XMP Profile Discrepancy
2 minutes ago, ApophisRVG said:CPU-Z reporting half because it's DDR4 RAM? If this is wrong please let me know
Yeah, that's correct. The advertised speed is in MT/s, which on DDR memory is always double the actual memory frequency which CPU-Z reads.
4 minutes ago, ApophisRVG said:— Is their an obvious reason that XMP is behaving this way? Am I potentially making a silly mistake that is leading to this?
XMP isn't reliable. It usually works, but issues like this can come up from time to time, especially on AMD based systems, though the fix usually is to just manually set the XMP parameters (frequency, voltage, and primary timings). You set the frequency which gets half the job done, though setting the voltage and timings will get the full rated performance out of the memory kit.
Basically, you got unlucky. There is a history of Corsair memory having XMP profiles that don't play well with AMD CPUs, so that might play a role in it as well, though I'd probably more chalk this down as XMP being XMP.
6 minutes ago, ApophisRVG said:— Is their any potential harm to my system that I could cause by the action I took?
If you just set the frequency, that can sometimes cause instability if the kit requires higher voltages to hit that frequency, but that's about the only issue you can possibly run into given what you said you did. You aren't gonna damage your system or anything like that.
8 minutes ago, ApophisRVG said:— What program should I trust as the most accurate reading of my RAM speed? I've heard Task Manager isn't exactly great for this purpose, is this true?
Task Manager is about the worst program for reading any sort of frequency, it's very liable to just be completely wrong. I have a collection of screen shots of Task Manager being completely wrong about stuff, including things like saying my CPU is running at 40GHz (no typo, not missing a period). It's only really useful for seeing what programs are running, not what the hardware is doing.

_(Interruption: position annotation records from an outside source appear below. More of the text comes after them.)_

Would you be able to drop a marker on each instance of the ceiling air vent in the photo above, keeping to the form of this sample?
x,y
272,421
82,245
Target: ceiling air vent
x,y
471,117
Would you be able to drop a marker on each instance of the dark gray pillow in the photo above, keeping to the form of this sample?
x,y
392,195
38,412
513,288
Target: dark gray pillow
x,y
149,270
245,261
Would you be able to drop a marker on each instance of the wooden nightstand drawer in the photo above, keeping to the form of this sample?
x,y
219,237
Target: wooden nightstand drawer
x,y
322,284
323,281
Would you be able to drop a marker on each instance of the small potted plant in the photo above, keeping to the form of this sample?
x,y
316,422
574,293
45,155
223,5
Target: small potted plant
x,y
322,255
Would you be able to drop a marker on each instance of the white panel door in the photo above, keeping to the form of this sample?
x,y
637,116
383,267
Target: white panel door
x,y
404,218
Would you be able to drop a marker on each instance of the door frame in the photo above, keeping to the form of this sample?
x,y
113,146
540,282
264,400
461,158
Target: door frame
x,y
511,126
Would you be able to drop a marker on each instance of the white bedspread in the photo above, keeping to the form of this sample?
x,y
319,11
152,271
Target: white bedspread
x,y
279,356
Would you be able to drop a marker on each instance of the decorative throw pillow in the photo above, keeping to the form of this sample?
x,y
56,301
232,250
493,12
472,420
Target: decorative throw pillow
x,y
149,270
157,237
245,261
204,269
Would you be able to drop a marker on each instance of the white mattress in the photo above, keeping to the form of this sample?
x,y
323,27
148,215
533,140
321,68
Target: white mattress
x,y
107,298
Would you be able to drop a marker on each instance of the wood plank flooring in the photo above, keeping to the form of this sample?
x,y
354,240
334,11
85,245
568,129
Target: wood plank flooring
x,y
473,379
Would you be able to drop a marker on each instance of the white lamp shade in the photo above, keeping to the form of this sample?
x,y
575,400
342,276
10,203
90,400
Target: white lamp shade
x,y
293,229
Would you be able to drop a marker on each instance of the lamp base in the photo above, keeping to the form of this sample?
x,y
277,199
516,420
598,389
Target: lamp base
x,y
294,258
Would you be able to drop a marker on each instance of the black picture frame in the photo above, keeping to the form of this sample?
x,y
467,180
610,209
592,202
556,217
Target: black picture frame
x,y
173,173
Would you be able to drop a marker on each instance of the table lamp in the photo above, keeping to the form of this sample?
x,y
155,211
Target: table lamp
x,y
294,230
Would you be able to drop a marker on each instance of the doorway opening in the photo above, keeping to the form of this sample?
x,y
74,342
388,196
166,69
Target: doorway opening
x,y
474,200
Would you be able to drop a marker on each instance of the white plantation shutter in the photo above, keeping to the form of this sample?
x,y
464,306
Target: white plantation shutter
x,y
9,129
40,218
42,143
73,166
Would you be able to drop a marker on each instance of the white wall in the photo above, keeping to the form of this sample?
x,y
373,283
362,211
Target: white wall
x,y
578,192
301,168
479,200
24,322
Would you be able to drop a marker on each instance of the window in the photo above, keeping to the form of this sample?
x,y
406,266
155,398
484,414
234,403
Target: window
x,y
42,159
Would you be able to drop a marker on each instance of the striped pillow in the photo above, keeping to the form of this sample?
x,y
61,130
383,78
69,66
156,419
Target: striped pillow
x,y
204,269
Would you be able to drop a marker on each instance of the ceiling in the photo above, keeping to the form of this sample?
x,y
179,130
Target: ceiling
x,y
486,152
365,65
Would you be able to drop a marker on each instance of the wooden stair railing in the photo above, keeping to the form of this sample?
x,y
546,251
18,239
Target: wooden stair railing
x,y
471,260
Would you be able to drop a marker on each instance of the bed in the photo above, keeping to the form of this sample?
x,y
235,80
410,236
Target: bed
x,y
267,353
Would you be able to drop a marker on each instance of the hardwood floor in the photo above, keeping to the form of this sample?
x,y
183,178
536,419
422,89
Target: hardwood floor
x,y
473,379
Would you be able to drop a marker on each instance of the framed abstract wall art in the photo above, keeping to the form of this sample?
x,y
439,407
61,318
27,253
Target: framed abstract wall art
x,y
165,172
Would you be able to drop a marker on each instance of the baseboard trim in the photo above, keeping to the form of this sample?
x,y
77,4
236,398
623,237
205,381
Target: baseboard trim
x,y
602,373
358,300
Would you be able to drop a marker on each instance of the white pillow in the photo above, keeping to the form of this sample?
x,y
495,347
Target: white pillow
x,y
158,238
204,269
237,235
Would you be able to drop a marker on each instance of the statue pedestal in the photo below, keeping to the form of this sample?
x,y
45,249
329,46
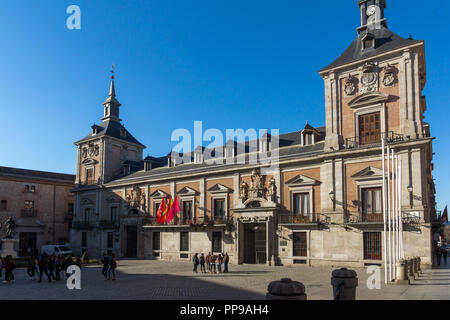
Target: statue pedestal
x,y
8,248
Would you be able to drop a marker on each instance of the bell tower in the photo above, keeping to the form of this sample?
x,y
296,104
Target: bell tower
x,y
372,14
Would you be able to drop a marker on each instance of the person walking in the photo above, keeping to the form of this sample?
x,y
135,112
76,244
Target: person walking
x,y
9,267
202,263
226,260
196,262
213,263
438,255
444,254
112,267
43,267
105,261
31,267
219,263
208,261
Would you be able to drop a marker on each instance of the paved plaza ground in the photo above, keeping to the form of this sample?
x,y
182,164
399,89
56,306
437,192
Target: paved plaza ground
x,y
158,280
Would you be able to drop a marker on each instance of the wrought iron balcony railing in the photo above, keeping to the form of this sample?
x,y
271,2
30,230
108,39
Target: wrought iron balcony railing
x,y
372,140
289,218
28,213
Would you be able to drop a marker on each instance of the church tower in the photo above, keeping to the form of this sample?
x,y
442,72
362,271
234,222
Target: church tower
x,y
374,88
109,151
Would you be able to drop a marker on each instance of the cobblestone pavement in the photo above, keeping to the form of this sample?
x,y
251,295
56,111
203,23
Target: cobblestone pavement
x,y
157,280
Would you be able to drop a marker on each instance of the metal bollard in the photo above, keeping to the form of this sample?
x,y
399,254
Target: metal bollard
x,y
416,267
402,272
344,282
286,289
411,269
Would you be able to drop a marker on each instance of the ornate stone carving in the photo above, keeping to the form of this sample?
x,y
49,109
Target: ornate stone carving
x,y
243,192
272,190
350,85
369,78
389,76
136,200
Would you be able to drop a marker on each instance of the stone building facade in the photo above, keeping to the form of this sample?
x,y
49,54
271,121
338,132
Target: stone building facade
x,y
40,203
318,205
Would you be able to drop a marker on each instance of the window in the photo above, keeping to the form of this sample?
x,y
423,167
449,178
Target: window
x,y
370,128
184,241
299,244
219,208
87,213
217,242
109,240
301,204
84,239
113,216
156,241
29,204
372,245
372,203
89,176
187,210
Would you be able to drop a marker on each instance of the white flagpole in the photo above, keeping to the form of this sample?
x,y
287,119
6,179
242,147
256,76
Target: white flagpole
x,y
383,164
402,249
389,212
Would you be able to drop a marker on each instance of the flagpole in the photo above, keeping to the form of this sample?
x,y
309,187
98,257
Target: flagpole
x,y
383,164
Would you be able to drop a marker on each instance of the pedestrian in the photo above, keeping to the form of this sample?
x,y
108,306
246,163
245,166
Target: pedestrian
x,y
31,270
226,260
43,267
208,261
438,255
112,267
1,266
52,267
219,263
202,263
213,263
105,261
196,262
444,254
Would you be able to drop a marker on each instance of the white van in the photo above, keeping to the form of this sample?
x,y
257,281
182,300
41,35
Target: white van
x,y
57,250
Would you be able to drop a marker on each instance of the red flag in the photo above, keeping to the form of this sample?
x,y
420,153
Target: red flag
x,y
444,217
174,209
161,209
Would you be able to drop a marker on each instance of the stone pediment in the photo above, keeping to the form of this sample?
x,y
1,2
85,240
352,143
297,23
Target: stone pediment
x,y
159,194
369,98
89,161
301,180
369,173
219,188
187,191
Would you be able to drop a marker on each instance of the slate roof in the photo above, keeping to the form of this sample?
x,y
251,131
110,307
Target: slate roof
x,y
385,40
111,128
37,174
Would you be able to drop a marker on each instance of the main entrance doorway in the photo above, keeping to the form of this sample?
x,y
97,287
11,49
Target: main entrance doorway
x,y
255,243
131,242
27,243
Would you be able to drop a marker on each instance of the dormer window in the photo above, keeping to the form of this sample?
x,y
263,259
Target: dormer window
x,y
368,41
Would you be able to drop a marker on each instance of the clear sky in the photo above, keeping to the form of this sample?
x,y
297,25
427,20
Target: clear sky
x,y
232,64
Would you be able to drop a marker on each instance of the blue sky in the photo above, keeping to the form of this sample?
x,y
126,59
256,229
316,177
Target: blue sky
x,y
231,64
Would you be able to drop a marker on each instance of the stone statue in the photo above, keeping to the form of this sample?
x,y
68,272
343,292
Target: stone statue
x,y
272,189
10,225
243,192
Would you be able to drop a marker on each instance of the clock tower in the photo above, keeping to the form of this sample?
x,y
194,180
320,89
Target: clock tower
x,y
372,14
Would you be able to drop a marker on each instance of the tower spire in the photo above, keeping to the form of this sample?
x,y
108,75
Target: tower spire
x,y
111,104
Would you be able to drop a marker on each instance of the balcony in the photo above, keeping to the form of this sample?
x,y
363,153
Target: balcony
x,y
28,213
294,219
364,218
84,225
372,140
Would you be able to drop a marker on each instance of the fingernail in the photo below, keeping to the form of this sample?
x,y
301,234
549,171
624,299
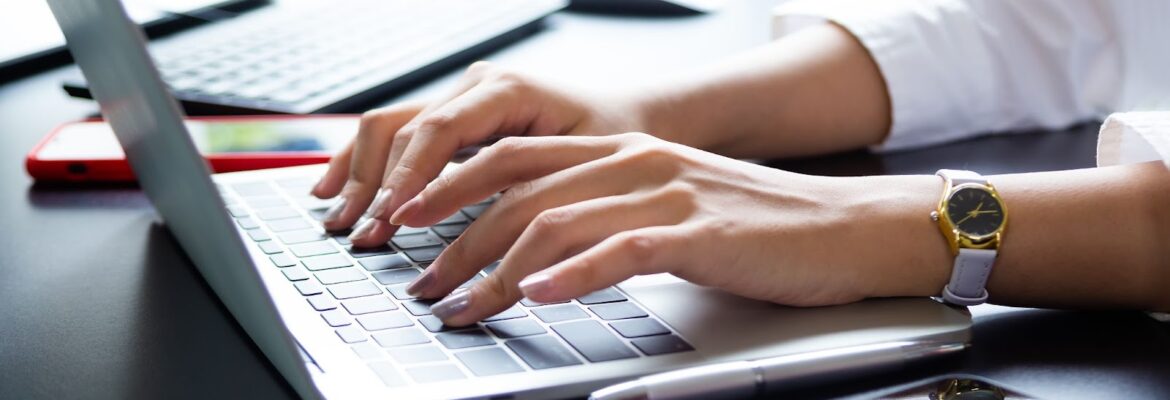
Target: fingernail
x,y
536,284
421,283
452,305
408,209
363,230
336,209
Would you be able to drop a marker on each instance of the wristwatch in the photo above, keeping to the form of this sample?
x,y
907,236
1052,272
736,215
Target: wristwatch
x,y
971,215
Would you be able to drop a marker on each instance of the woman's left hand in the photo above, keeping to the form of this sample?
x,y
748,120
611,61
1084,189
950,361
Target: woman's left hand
x,y
583,213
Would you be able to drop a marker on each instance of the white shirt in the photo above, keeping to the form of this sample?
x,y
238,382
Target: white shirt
x,y
959,68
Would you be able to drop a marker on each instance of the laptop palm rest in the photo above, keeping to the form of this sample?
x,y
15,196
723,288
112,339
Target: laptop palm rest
x,y
725,326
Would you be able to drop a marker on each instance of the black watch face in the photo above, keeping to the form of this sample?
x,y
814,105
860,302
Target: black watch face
x,y
975,212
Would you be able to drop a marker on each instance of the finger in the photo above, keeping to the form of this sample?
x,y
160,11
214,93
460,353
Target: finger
x,y
501,225
641,252
556,234
366,163
509,161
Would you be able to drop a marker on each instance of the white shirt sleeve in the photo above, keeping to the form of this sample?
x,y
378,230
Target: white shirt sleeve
x,y
957,68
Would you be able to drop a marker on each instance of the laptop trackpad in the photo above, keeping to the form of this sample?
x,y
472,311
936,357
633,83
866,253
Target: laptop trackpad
x,y
723,325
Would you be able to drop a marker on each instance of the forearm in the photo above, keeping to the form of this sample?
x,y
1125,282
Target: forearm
x,y
811,92
1075,239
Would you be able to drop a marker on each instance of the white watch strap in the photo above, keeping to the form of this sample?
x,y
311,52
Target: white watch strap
x,y
969,278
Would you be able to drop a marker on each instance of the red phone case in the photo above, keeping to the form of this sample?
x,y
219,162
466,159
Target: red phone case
x,y
118,170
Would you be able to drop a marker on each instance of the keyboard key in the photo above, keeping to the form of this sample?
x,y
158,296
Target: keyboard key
x,y
367,252
435,373
291,223
312,249
555,314
300,236
394,276
328,261
463,339
511,312
384,321
415,354
419,307
353,289
663,344
607,295
342,275
322,302
282,260
400,337
384,262
295,274
386,372
489,361
639,328
623,310
270,247
351,335
415,241
516,328
309,288
593,340
543,352
336,318
425,254
369,304
276,213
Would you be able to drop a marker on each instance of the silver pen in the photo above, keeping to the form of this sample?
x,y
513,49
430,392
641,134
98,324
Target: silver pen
x,y
743,379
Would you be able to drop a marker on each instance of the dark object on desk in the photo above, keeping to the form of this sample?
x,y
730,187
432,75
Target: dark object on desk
x,y
646,7
330,56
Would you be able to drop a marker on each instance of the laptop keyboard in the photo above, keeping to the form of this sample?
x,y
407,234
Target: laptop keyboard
x,y
360,294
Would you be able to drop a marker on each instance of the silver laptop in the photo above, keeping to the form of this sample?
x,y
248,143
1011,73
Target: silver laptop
x,y
336,321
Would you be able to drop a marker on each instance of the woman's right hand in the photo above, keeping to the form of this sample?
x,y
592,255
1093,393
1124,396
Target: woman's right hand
x,y
403,147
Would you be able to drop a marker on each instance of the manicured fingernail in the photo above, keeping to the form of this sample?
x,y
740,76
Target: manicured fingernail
x,y
378,207
363,230
452,305
421,283
408,209
536,284
336,209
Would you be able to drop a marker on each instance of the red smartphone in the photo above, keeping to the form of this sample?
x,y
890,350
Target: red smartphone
x,y
88,151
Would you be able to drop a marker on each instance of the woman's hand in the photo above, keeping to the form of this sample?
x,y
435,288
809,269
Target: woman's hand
x,y
400,149
583,213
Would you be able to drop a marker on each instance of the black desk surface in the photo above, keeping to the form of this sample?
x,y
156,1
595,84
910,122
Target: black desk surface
x,y
97,301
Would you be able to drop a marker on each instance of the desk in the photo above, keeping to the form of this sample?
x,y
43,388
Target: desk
x,y
97,301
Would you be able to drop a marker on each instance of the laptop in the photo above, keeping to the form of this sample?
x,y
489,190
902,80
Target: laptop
x,y
336,321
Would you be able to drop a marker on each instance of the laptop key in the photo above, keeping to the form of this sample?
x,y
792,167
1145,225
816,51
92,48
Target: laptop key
x,y
639,328
396,276
489,361
400,337
386,372
516,328
555,314
352,289
608,295
384,321
342,275
328,261
463,339
369,304
417,354
435,373
623,310
382,262
312,249
543,352
593,340
663,344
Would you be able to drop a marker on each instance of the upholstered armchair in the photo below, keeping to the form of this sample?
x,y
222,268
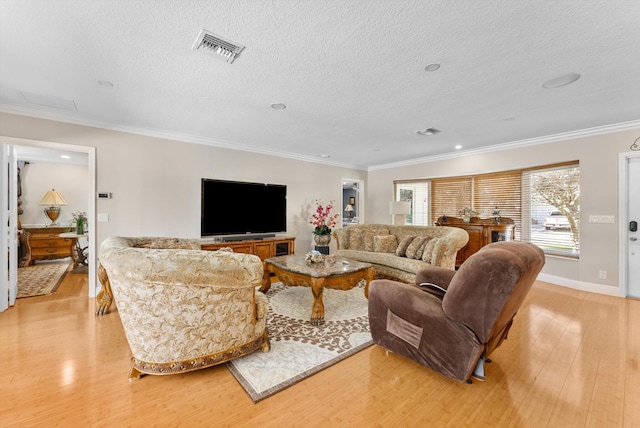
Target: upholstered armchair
x,y
455,330
184,309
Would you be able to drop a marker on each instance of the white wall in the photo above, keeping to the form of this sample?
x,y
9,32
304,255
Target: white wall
x,y
598,157
155,182
72,181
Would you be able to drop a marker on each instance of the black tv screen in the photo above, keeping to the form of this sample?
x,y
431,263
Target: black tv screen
x,y
241,208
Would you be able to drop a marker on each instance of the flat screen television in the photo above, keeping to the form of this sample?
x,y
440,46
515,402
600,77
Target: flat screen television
x,y
242,208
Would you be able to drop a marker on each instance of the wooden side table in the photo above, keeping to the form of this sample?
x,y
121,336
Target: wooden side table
x,y
80,254
45,243
481,232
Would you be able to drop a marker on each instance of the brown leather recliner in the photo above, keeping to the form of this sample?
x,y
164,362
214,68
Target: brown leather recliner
x,y
455,330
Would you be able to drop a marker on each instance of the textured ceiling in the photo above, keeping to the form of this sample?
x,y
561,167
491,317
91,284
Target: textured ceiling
x,y
350,72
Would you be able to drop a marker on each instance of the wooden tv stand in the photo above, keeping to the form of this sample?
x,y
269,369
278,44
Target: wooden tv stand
x,y
263,248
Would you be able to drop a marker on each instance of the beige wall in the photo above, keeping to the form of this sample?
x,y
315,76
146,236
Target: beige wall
x,y
598,156
155,183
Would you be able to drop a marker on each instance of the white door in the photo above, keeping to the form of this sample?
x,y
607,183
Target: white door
x,y
633,237
9,219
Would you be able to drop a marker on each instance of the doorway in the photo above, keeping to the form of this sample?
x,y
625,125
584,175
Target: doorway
x,y
352,201
629,183
14,148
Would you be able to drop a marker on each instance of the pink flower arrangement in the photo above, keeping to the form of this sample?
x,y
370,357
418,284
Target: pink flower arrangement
x,y
322,219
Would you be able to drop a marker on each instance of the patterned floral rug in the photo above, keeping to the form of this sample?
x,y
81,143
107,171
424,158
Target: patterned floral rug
x,y
40,279
299,349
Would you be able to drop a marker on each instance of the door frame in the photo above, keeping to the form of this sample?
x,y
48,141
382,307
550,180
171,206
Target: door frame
x,y
91,208
623,200
359,202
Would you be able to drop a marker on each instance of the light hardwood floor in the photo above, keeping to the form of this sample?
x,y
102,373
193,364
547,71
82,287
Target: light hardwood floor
x,y
571,360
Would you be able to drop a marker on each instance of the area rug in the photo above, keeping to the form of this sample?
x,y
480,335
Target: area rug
x,y
40,279
299,349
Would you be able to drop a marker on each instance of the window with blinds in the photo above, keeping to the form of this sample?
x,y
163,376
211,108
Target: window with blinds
x,y
544,202
449,196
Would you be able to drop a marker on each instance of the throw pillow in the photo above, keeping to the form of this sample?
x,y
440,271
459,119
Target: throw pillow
x,y
428,250
415,249
401,251
385,244
356,239
369,234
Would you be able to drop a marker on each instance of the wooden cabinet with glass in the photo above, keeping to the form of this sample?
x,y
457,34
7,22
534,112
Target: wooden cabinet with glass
x,y
481,232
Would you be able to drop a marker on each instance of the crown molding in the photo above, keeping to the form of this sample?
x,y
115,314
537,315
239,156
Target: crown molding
x,y
150,132
193,139
554,138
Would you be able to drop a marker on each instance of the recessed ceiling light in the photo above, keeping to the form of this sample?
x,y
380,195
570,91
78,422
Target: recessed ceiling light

The two programs I'd use for checking RAM speed are CPU-Z and either ZenTimings or MemTweakIt, depending on whether your on AMD or Intel respectively. CPU-Z is the most reliable for reading memory frequency in my experience, I've yet to see where it's been wrong, but it doesn't tell you any of the memory subtimings that exist. ZenTimings and MemTweakIt are very good at reading memory subtimings, but they aren't that granular with memory frequency and can sometimes have issues reading BCLK values so the memory frequency can be a bit off when read from them since they can only really interpret the memory ratio, not the actual frequency. There are a couple others that work as well for reading memory timings, Ryzen Master can read memory timings, same with ASRock Timing Configurator and MSI Dragon Ball with Intel chips, those are just the ones that I use.